Department of Computer Science, University of Pisa, Pisa, Italy.
Department of Clinical and Experimental Medicine, University of Pisa, Pisa, Italy.
Sci Rep. 2021 Sep 16;11(1):18464. doi: 10.1038/s41598-021-97990-1.
With the outbreak of COVID-19 exerting a strong pressure on hospitals and health facilities, clinical decision support systems based on predictive models can help to effectively improve the management of the pandemic. We present a method for predicting mortality for COVID-19 patients. Starting from a large number of clinical variables, we select six of them with largest predictive power, using a feature selection method based on genetic algorithms and starting from a set of COVID-19 patients from the first wave. The algorithm is designed to reduce the impact of missing values in the set of variables measured, and consider only variables that show good accuracy on validation data. The final predictive model provides accuracy larger than 85% on test data, including a new patient cohort from the second COVID-19 wave, and on patients with imputed missing values. The selected clinical variables are confirmed to be relevant by recent literature on COVID-19.

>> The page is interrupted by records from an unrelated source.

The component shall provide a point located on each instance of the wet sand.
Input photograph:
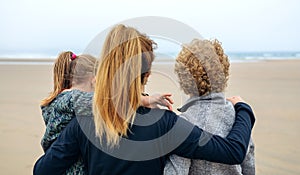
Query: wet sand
(272, 88)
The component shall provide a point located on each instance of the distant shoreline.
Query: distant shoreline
(158, 60)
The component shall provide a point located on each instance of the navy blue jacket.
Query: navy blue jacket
(154, 136)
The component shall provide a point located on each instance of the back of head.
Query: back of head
(61, 76)
(126, 56)
(202, 67)
(82, 68)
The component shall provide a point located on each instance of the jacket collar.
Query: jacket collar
(216, 97)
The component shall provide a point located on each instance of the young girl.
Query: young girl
(74, 76)
(203, 70)
(74, 80)
(122, 137)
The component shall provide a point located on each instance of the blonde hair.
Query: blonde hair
(202, 67)
(66, 72)
(126, 56)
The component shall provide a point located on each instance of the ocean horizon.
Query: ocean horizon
(161, 57)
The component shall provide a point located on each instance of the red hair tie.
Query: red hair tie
(73, 56)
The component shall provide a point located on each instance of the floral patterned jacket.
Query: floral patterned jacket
(58, 114)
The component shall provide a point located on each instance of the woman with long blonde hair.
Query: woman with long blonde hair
(121, 137)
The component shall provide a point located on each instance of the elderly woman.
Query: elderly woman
(120, 137)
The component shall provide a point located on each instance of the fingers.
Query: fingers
(168, 98)
(235, 99)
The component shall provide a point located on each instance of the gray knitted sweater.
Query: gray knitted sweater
(214, 114)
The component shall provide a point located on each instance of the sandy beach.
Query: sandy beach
(272, 88)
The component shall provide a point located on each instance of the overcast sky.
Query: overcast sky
(241, 25)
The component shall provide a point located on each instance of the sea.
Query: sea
(161, 57)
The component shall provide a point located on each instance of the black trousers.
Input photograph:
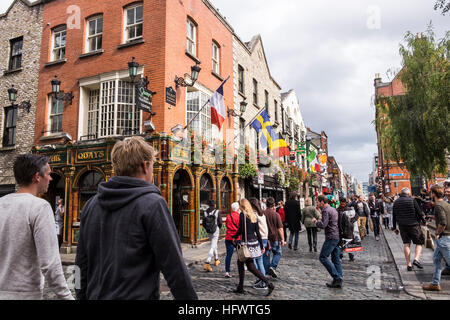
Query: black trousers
(250, 267)
(312, 236)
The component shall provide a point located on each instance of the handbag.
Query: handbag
(242, 249)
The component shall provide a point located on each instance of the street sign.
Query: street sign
(171, 96)
(260, 177)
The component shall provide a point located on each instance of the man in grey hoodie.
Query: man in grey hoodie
(28, 243)
(127, 235)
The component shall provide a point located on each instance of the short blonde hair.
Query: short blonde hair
(127, 156)
(308, 201)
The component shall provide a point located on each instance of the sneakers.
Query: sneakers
(431, 287)
(337, 283)
(417, 264)
(207, 267)
(272, 273)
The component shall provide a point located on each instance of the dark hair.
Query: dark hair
(270, 202)
(438, 191)
(322, 198)
(27, 165)
(255, 205)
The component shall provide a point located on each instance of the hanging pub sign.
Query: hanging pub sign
(171, 96)
(143, 97)
(293, 157)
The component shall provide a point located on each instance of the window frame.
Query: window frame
(7, 128)
(12, 56)
(193, 41)
(95, 35)
(55, 32)
(215, 60)
(135, 24)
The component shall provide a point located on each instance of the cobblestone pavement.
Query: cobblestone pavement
(372, 276)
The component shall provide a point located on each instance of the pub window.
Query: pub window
(191, 37)
(59, 43)
(240, 79)
(15, 58)
(9, 133)
(133, 22)
(56, 113)
(94, 33)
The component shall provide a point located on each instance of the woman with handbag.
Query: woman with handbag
(251, 247)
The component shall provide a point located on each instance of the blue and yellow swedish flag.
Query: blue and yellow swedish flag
(269, 138)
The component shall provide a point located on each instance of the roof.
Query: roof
(25, 2)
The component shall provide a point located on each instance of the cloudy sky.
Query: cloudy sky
(329, 52)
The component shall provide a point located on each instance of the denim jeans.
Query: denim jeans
(276, 250)
(442, 250)
(293, 235)
(230, 249)
(330, 246)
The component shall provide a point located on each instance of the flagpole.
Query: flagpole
(203, 106)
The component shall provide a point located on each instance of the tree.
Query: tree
(442, 5)
(414, 127)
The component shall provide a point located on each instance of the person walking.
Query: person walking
(408, 215)
(309, 213)
(212, 222)
(249, 232)
(264, 232)
(363, 212)
(59, 220)
(232, 223)
(28, 242)
(293, 218)
(276, 238)
(127, 235)
(375, 216)
(329, 223)
(442, 249)
(282, 212)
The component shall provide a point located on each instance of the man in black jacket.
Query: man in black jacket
(127, 235)
(408, 215)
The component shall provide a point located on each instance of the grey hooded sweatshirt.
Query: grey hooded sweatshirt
(127, 237)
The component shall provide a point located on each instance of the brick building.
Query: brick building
(88, 45)
(20, 42)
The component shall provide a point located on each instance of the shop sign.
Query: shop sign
(90, 155)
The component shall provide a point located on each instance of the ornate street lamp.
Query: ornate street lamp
(12, 96)
(58, 94)
(181, 82)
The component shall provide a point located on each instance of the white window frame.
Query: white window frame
(191, 42)
(135, 25)
(215, 58)
(56, 51)
(96, 35)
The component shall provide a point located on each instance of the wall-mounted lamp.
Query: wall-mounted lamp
(58, 94)
(181, 82)
(12, 96)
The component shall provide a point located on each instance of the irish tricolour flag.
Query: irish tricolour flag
(218, 107)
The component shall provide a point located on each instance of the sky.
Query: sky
(329, 51)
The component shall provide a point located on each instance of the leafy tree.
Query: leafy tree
(442, 5)
(414, 127)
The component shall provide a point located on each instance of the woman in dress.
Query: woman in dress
(254, 243)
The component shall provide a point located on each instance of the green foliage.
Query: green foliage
(414, 127)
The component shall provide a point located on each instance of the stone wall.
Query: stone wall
(24, 21)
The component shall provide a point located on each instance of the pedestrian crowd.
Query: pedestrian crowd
(127, 236)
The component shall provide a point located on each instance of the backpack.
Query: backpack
(210, 222)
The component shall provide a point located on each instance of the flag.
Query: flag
(269, 138)
(218, 106)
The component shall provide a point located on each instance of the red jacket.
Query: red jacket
(232, 225)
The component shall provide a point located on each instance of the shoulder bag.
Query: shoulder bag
(242, 249)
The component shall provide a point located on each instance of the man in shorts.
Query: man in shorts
(408, 215)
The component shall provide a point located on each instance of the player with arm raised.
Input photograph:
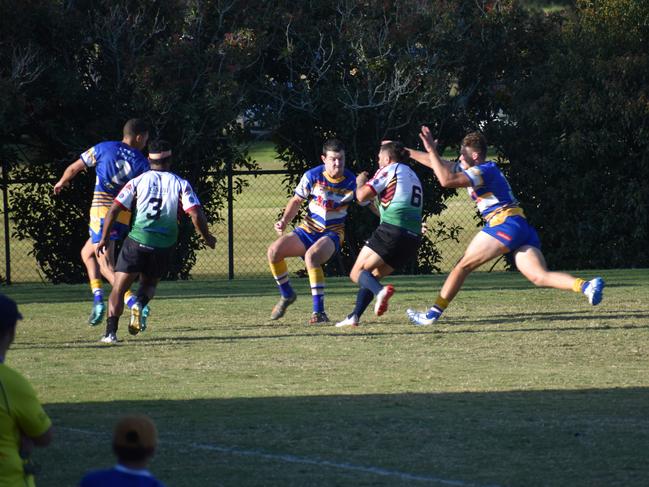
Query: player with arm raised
(506, 228)
(156, 196)
(115, 163)
(396, 240)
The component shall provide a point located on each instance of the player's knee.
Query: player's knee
(273, 253)
(537, 278)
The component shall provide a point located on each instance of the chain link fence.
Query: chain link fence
(244, 234)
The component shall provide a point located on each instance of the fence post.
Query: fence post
(5, 213)
(230, 223)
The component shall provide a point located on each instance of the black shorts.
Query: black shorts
(396, 246)
(150, 261)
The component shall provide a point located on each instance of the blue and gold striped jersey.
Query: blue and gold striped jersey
(491, 191)
(115, 164)
(328, 199)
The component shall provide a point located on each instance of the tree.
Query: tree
(89, 66)
(577, 138)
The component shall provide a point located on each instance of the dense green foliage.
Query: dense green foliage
(578, 138)
(557, 90)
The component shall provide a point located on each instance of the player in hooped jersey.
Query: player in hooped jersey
(157, 195)
(115, 163)
(329, 189)
(396, 239)
(506, 229)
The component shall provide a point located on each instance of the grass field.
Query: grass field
(517, 386)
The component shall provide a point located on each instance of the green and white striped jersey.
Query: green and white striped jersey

随着 COVID-19 的爆发对医院和卫生机构造成巨大压力,基于预测模型的临床决策支持系统有助于有效管理大流行。我们提出了一种预测 COVID-19 患者死亡率的方法。从大量临床变量开始,我们使用基于遗传算法的特征选择方法从第一波 COVID-19 患者中选择了六个具有最大预测能力的变量。该算法旨在减少测量变量集中缺失值的影响,并仅考虑在验证数据上具有良好准确性的变量。最终的预测模型在测试数据上提供了超过 85%的准确性,包括来自第二波 COVID-19 的新患者队列,以及对具有缺失值插补的患者。所选临床变量通过最近关于 COVID-19 的文献得到证实与该疾病相关。